The proposed legislation must be analyzed in context. It comes amid a rash of staggering fines against corporations for FCPA violations, and prison terms for individuals guilty of violating the statute. A quick recap is instructive. The government has collected $1.2 billion in FCPA sanctions in just the first few months of 2010, after collecting $627 million in 2009. In March 2010 alone, BAE Systems, Innospec and Daimler AG announced sanctions of $400 million, $25.3 million, and $185 million, respectively. In January, 2010 the government charged 22 individuals with FCPA violations as part of a sting operation that spanned nearly two years, and relied heavily on the involvement of the FBI, as well as foreign law enforcement agencies. In April, 2010, a federal judge in Virginia handed down a prison sentence of 87 months for an FCPA violation, the longest-ever in FCPA history. The DOJ is said to currently have over 140 open FCPA investigations, including recent investigations reported by Avon and Hewlett Packard. Five companies announced possible FCPA settlements in the first quarter of 2010, including ABB (reserve of $850 million) and Alcatel-Lucent (reserve of $137.4 million).

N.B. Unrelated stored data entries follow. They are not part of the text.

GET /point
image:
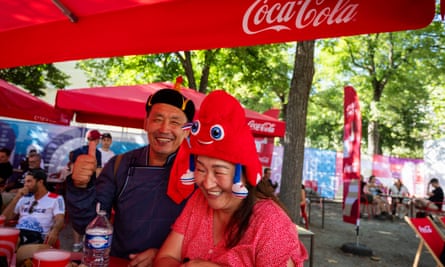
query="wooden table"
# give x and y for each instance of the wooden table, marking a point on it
(303, 232)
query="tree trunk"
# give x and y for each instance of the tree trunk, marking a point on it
(290, 191)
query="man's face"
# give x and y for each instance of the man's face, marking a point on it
(106, 142)
(164, 130)
(3, 157)
(34, 162)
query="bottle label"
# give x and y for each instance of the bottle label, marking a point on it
(98, 241)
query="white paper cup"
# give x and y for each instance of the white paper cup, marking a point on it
(51, 258)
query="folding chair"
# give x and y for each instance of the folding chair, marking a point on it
(429, 235)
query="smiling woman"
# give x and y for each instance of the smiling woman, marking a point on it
(233, 220)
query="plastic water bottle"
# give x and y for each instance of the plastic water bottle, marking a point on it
(97, 241)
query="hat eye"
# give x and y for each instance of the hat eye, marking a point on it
(217, 132)
(196, 126)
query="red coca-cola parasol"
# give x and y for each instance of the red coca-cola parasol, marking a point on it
(125, 106)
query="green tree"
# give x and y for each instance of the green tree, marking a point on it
(392, 73)
(259, 76)
(37, 78)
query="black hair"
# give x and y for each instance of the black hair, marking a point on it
(434, 180)
(6, 150)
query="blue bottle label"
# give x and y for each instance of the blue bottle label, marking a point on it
(98, 241)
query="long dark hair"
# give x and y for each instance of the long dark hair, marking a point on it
(239, 222)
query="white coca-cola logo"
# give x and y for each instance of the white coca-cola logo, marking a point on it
(265, 127)
(264, 15)
(425, 229)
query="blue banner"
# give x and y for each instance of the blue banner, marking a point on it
(54, 142)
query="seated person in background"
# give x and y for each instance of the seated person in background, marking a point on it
(375, 190)
(268, 182)
(398, 192)
(105, 143)
(6, 169)
(40, 213)
(239, 222)
(435, 197)
(34, 163)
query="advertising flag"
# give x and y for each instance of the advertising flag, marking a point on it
(351, 156)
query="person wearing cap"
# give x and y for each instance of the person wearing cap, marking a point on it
(91, 136)
(105, 143)
(233, 220)
(135, 184)
(41, 214)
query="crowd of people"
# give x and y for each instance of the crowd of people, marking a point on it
(195, 195)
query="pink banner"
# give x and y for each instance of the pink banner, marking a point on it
(351, 156)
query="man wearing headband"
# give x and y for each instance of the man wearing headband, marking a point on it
(232, 220)
(135, 184)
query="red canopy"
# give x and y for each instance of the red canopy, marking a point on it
(19, 104)
(125, 106)
(38, 31)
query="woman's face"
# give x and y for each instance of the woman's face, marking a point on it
(215, 179)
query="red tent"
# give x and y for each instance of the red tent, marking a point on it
(43, 31)
(125, 106)
(19, 104)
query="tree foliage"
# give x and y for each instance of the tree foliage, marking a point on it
(393, 74)
(37, 78)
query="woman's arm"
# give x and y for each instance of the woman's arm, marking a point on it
(170, 252)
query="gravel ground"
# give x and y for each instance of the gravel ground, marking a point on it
(393, 243)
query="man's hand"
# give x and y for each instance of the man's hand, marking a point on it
(52, 237)
(84, 167)
(143, 259)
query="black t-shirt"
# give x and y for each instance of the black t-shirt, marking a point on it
(437, 196)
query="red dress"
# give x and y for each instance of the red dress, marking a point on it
(270, 240)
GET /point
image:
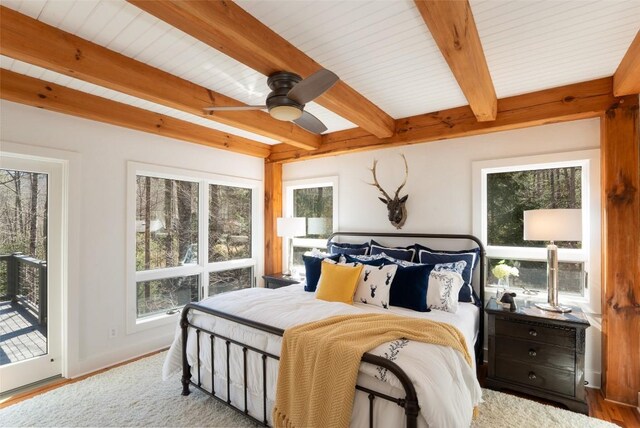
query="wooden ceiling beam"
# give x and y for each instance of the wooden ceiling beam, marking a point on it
(228, 28)
(626, 80)
(571, 102)
(454, 30)
(26, 39)
(39, 93)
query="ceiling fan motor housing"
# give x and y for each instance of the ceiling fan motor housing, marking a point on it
(285, 108)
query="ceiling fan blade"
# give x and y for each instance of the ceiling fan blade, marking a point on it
(310, 123)
(313, 86)
(234, 108)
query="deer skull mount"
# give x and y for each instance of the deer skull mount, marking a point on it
(396, 205)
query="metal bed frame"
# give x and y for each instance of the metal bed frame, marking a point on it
(410, 400)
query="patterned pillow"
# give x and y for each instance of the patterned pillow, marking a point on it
(402, 263)
(364, 258)
(443, 289)
(457, 267)
(317, 253)
(440, 257)
(374, 285)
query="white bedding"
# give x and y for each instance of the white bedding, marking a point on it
(446, 385)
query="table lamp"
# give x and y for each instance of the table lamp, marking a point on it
(317, 225)
(289, 227)
(553, 225)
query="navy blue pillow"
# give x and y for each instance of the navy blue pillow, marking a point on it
(313, 267)
(409, 286)
(472, 256)
(400, 253)
(346, 248)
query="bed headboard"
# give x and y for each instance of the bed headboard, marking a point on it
(410, 238)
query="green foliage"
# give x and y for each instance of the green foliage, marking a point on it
(509, 194)
(23, 213)
(315, 202)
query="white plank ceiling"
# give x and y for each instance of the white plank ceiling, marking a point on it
(381, 48)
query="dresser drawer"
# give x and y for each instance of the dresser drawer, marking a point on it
(536, 332)
(554, 380)
(507, 348)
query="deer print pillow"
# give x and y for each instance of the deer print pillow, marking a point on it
(374, 285)
(443, 289)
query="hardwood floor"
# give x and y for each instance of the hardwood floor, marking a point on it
(619, 414)
(28, 393)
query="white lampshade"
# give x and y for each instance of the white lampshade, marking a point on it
(317, 225)
(291, 226)
(553, 225)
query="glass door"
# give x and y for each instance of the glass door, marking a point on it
(30, 271)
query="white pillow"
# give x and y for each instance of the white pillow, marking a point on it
(374, 285)
(443, 289)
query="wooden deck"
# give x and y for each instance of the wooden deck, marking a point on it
(21, 337)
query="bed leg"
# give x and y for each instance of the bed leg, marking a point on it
(411, 410)
(186, 370)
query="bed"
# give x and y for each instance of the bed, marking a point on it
(228, 346)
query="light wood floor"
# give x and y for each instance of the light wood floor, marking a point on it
(619, 414)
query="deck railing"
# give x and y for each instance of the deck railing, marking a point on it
(23, 280)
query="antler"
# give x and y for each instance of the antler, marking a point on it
(406, 175)
(375, 181)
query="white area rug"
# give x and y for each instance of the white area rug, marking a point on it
(135, 395)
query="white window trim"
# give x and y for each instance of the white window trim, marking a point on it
(589, 160)
(203, 267)
(287, 190)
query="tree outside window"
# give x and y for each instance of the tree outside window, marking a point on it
(170, 219)
(508, 195)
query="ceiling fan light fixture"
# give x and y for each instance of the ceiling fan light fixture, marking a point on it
(285, 113)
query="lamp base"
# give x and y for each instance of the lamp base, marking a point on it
(551, 308)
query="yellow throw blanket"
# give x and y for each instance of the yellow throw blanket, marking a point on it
(319, 363)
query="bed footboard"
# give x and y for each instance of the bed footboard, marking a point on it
(409, 402)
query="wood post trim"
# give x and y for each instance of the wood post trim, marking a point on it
(620, 186)
(272, 210)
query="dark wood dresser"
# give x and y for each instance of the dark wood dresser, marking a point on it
(538, 353)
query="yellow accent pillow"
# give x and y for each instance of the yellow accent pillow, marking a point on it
(338, 283)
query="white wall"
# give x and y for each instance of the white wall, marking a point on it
(440, 186)
(98, 155)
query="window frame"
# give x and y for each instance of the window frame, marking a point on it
(589, 254)
(287, 190)
(203, 267)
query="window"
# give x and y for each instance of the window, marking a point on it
(194, 236)
(506, 188)
(315, 200)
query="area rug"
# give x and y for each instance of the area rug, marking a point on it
(135, 395)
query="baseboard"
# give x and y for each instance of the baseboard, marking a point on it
(593, 378)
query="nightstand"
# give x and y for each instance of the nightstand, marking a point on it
(538, 353)
(278, 280)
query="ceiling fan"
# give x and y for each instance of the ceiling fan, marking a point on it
(288, 96)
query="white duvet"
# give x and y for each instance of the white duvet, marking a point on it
(446, 385)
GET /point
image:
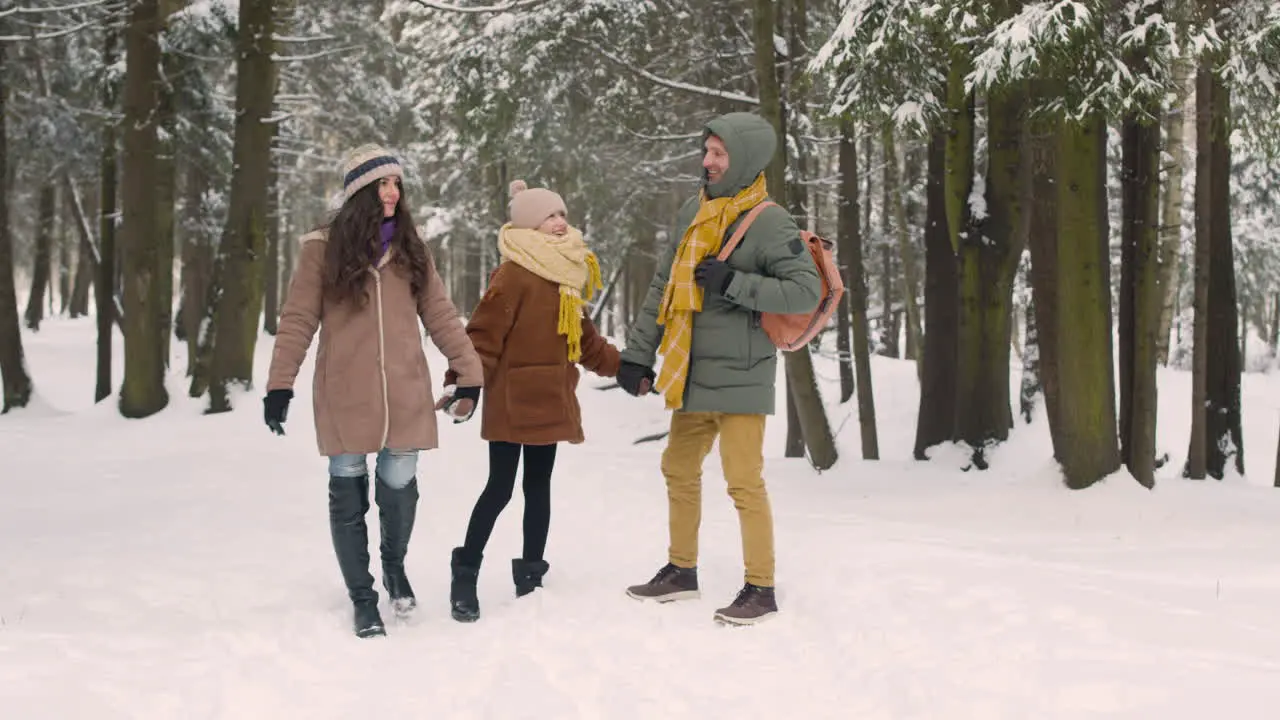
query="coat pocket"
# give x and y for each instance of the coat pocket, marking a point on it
(535, 396)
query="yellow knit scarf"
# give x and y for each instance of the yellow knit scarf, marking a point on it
(682, 297)
(563, 260)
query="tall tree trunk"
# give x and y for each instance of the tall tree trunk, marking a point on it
(1274, 342)
(801, 381)
(85, 265)
(1171, 210)
(40, 277)
(855, 282)
(1139, 286)
(64, 263)
(1043, 240)
(142, 392)
(238, 273)
(935, 422)
(1197, 452)
(796, 194)
(1088, 449)
(905, 251)
(197, 265)
(13, 364)
(848, 249)
(988, 258)
(272, 291)
(1224, 432)
(1031, 384)
(104, 283)
(165, 190)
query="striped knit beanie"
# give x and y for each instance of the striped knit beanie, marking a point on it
(530, 206)
(368, 164)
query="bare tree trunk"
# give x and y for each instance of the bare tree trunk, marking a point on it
(64, 263)
(104, 283)
(801, 381)
(1171, 210)
(142, 392)
(849, 241)
(13, 365)
(238, 273)
(1274, 342)
(1031, 383)
(935, 422)
(1089, 449)
(1197, 454)
(40, 276)
(988, 256)
(894, 191)
(1139, 286)
(1043, 240)
(165, 190)
(855, 282)
(272, 290)
(85, 264)
(197, 267)
(1224, 432)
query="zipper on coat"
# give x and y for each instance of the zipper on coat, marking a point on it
(382, 359)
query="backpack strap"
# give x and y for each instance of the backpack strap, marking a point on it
(741, 229)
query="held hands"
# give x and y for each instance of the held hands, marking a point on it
(713, 274)
(275, 409)
(634, 378)
(460, 402)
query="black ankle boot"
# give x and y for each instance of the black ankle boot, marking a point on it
(465, 569)
(348, 502)
(528, 575)
(396, 513)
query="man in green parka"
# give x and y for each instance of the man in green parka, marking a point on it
(720, 368)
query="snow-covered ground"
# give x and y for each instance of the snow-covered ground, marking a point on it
(181, 566)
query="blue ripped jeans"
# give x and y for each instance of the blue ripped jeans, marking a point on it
(394, 468)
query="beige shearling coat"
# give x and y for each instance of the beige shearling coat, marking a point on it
(371, 386)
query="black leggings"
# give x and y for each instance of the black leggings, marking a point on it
(503, 461)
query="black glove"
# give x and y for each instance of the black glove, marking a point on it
(275, 409)
(471, 393)
(713, 274)
(631, 377)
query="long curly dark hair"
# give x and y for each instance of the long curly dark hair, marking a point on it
(355, 245)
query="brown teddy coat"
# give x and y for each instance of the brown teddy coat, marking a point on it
(530, 392)
(371, 386)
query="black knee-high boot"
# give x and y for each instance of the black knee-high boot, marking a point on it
(348, 502)
(396, 513)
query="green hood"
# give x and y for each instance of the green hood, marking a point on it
(750, 141)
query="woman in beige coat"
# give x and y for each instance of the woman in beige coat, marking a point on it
(365, 281)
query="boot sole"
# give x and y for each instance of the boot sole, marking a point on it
(666, 598)
(741, 621)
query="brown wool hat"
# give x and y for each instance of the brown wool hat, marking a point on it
(531, 205)
(368, 164)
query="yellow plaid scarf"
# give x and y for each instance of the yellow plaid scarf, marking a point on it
(562, 260)
(682, 297)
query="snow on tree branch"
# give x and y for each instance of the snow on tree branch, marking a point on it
(503, 8)
(676, 85)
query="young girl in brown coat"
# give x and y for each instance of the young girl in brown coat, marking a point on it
(368, 283)
(530, 331)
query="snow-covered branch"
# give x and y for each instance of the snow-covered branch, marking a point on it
(314, 55)
(503, 8)
(676, 85)
(46, 35)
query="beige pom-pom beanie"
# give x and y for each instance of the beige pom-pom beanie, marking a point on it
(530, 206)
(366, 164)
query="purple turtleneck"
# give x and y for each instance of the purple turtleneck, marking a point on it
(387, 229)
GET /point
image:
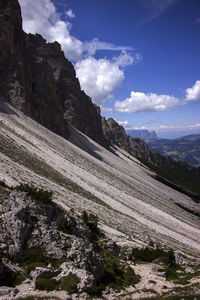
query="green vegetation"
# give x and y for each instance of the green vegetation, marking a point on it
(65, 226)
(38, 194)
(188, 297)
(46, 284)
(69, 283)
(36, 258)
(39, 298)
(186, 148)
(118, 274)
(178, 176)
(17, 154)
(189, 210)
(150, 254)
(11, 279)
(91, 221)
(4, 188)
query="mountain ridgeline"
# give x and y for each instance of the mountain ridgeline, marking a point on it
(36, 78)
(186, 148)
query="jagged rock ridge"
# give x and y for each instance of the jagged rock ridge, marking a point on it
(37, 79)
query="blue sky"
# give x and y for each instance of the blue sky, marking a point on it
(138, 59)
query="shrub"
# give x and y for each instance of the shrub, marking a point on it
(149, 255)
(69, 283)
(38, 194)
(46, 284)
(65, 226)
(35, 258)
(11, 279)
(91, 221)
(118, 274)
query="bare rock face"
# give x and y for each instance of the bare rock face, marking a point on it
(27, 224)
(36, 78)
(116, 135)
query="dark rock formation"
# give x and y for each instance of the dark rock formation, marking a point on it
(36, 78)
(116, 135)
(28, 224)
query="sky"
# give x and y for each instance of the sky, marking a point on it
(139, 60)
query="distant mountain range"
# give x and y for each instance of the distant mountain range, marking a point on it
(142, 134)
(186, 148)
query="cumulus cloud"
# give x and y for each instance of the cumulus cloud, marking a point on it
(69, 13)
(94, 45)
(141, 102)
(125, 59)
(123, 123)
(41, 17)
(99, 77)
(155, 8)
(193, 94)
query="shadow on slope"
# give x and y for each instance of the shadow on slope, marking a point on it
(5, 108)
(80, 140)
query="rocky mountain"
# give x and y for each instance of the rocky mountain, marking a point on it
(62, 165)
(116, 135)
(186, 148)
(55, 242)
(142, 134)
(37, 79)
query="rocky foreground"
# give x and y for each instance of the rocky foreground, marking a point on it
(49, 252)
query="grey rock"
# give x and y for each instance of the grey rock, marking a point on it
(4, 290)
(30, 224)
(161, 274)
(37, 79)
(43, 273)
(189, 270)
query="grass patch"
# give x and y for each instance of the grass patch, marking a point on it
(118, 275)
(65, 227)
(69, 283)
(186, 297)
(39, 298)
(46, 284)
(176, 175)
(149, 255)
(38, 194)
(18, 154)
(11, 279)
(189, 210)
(35, 258)
(91, 221)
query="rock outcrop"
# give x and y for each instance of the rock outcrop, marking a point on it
(116, 135)
(28, 224)
(36, 78)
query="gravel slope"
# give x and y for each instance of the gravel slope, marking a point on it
(128, 201)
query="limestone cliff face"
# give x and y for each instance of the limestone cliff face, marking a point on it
(36, 78)
(116, 135)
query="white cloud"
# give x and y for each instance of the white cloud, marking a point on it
(141, 102)
(125, 59)
(99, 77)
(123, 123)
(69, 13)
(93, 46)
(180, 127)
(156, 7)
(41, 17)
(194, 92)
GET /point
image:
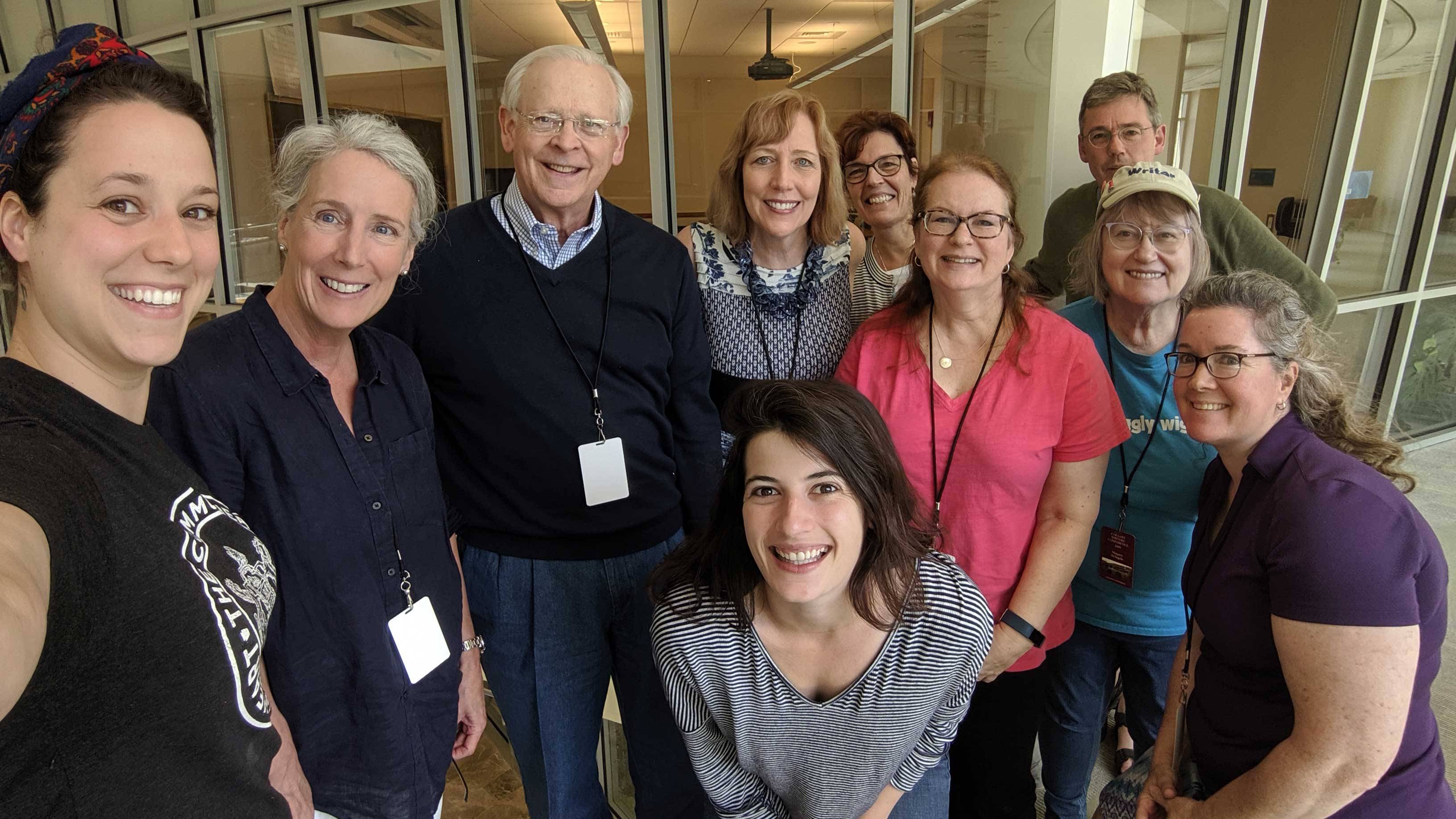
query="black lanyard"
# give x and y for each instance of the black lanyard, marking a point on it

Particularly against this backdrop, the proposed whistleblower provision underscores the need for corporations to implement and maintain rigorous FCPA compliance programs and a quick and thorough response to allegations of FCPA-related misconduct. If the whistleblower provision becomes law, the decision whether and when to self-report FCPA violations will become ever more complicated, and will add a new wrinkle to an already dangerous landscape.